Pedro Sánchez, secrétaire général du PSOE, à gauche, avec Antonio Costa, premier ministre espagnol. Le second est-il une source d'inspiration pour le premier ? (Crédits : Reuters)
Le voyage du secrétaire général du PSOE, Pedro Sánchez, a Lisbonne, a fait naître l'hypothèse d'une alliance de gauche en Espagne, pour, comme au Portugal, détrôner la droite arrivée en tête. Mais ce scénario semble peu probable.

C'est un voyage qui fait couler beaucoup d'encre sur l'autre versant des Pyrénées. Le secrétaire général du parti socialiste espagnol, le PSOE, Pedro Sánchez s'est rendu jeudi 7 janvier à Lisbonne pour rencontre le premier ministre portugais Antonio Costa, lui aussi socialiste. Il n'en a pas fallu davantage pour que la presse espagnole s'enflamme et échafaude des hypothèses, alors que l'Espagne, au lendemain des élections du 20 décembre dernier, reste ingouvernable. Dans ce contexte, Pedro Sánchez chercherait à réaliser le même type d'alliance qu'Antonio Costa en formant une alliance à sa gauche. Il a d'ailleurs ce vendredi proposé une "grande alliance progressiste."

Le scénario portugais

Rappelons qu'Antonio Costa a réussi, fin novembre, un peu moins de deux mois après les législatives du 4 octobre, à imposer un gouvernement socialiste soutenu au parlement par les deux partis de la gauche radicale, le Bloc des gauches et la coalition démocratique unie. Et ainsi à chasser la droite, arrivée en tête le 4 octobre, mais ne disposant pas d'une majorité absolue au parlement. Le premier ministre portugais n'a pas atteint cet objectif sans peine : il a dû dépasser la mauvaise volonté du président de la République conservateur, les accusations de « coup d'Etat » des conservateurs européens, mais aussi les méfiances de la gauche radicale.

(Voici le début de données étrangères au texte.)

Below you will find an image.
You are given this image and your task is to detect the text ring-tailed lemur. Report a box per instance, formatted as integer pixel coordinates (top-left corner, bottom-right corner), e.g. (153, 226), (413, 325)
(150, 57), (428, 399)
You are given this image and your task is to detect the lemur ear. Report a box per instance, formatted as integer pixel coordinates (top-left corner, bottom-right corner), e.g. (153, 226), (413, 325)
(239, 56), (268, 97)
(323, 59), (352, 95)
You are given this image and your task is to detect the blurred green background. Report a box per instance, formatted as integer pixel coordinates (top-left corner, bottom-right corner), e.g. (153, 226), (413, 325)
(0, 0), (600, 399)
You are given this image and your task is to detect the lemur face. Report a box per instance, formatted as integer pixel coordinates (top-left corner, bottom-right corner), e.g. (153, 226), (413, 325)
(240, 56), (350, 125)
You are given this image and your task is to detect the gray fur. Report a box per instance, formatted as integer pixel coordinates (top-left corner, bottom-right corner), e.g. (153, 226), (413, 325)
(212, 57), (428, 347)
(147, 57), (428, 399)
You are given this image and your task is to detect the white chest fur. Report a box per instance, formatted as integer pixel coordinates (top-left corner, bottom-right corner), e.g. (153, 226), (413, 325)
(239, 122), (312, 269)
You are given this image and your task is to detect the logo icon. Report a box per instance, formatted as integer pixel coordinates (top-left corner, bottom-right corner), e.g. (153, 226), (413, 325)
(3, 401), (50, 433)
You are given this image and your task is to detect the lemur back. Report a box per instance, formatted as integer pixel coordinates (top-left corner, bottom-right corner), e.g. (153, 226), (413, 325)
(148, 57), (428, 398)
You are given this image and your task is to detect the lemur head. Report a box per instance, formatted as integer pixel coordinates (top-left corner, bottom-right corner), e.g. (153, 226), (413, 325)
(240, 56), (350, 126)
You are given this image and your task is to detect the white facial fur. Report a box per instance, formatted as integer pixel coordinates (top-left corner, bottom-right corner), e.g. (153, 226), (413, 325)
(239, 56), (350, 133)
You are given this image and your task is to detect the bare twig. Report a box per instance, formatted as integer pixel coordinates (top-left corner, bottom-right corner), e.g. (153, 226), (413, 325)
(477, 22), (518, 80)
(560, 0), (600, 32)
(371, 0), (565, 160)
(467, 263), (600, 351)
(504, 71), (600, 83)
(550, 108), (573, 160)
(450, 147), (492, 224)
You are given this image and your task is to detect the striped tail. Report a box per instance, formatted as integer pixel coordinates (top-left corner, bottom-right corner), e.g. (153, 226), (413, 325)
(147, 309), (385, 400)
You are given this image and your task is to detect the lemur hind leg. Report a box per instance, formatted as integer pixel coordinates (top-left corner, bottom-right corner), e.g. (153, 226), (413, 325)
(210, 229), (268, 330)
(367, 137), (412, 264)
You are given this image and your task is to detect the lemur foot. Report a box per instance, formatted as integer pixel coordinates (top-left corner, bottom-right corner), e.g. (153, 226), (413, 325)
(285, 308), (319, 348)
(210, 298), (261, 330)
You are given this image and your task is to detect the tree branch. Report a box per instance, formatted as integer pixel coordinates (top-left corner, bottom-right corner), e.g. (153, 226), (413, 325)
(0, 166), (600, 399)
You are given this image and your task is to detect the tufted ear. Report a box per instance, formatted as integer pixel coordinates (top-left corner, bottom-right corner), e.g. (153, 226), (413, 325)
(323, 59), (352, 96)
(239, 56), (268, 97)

Soutien à la démarche de Pedro Sánchez

Pedro Sánchez a-t-il été prendre des leçons à Lisbonne, comme le sous-entendait El País jeudi, pour former un gouvernement « après une défaite électorale » ? Il est sans doute plus probable qu'en s'adossant au modèle lusitanien, le secrétaire général du PSOE ait cherché à reprendre la main au sein de son propre parti. Car, depuis quelques jours, la rumeur s'amplifiait d'une « opération Díaz », menée par la présidente andalouse, Susana Díaz, pour détrôner Pedro Sánchez et appuyer une alliance « unioniste » contre les volontés d'indépendance des catalans, avec le Parti populaire de Mariano Rajoy et le parti centriste Ciudadanos.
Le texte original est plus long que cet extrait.